On the one hand, therefore, broadsheets, such as those from Nuremberg and Basel (both Protestant cities) could imaginably serve a propagandistic function. Disseminating accounts of “signs on the heaven” and “strange shapes in the sky” would affirm the populace’s belief in the momentousness of the times and the truth of their beliefs, as Glaser’s own gloss suggests. These reports, moreover, need not be true, but only seem to be true, bolstered by reference to specific times and places and witnesses and accompanied by artists’ impressions. The broadsheets, then, might be thought of as their days’ “fake news”.
On the other hand, however, the broadsheets do refer to specific locations, dates and times of day, which makes them easy enough for the skeptical to verify. Glaser’s broadsheet was printed a month after the events it claims to report; I have been unable to ascertain how long after the events of 27-28 July and 7 August the Basel pamphlet was printed. This is to say that the broadsheets could just as well be sincere reports of anomalous atmospheric phenomena, or not-so-anomalous phenomena (e.g., parhelia, a “blood moon”, etc.) interpreted through the eyes of the spirit of the day. In the final analysis, the question of “the truth” of these broadsheets turns on the question of just what status we grant the genre of print media of which they are an example.

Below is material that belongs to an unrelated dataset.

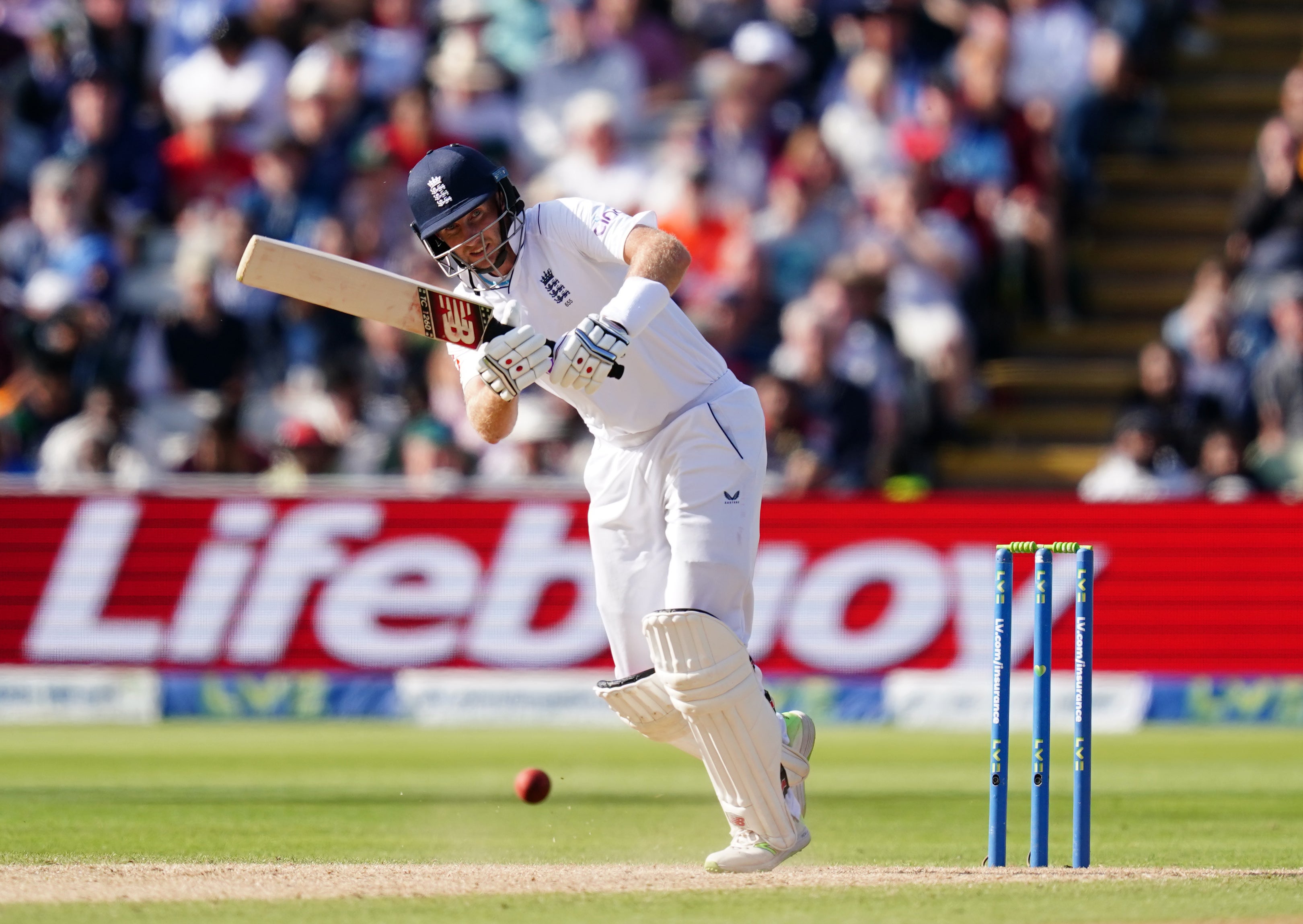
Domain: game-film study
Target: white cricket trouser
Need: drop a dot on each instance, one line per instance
(675, 523)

So, either religious enthusiasm inspires visions of signs in the sky (how, exactly, is an interesting question…), which are duly reported by the broadsheets, which confirms and feeds this ferment, or the spiritual excitement sets up an expectation and desire for such wonders, which the broadsheets meet and maintain. In either case, the significance of these documents can be more or less ascertained only through a scrupulous attention to their own features and whatever can be discovered about their own communicative conventions in the context of their society and its concerns. Whether they are factual or fake, “God alone knows.” Nevertheless, and this is the most important point, however “obvious” their meaning might otherwise appear is a symptom of the invisibility of our own prejudices and ignorance.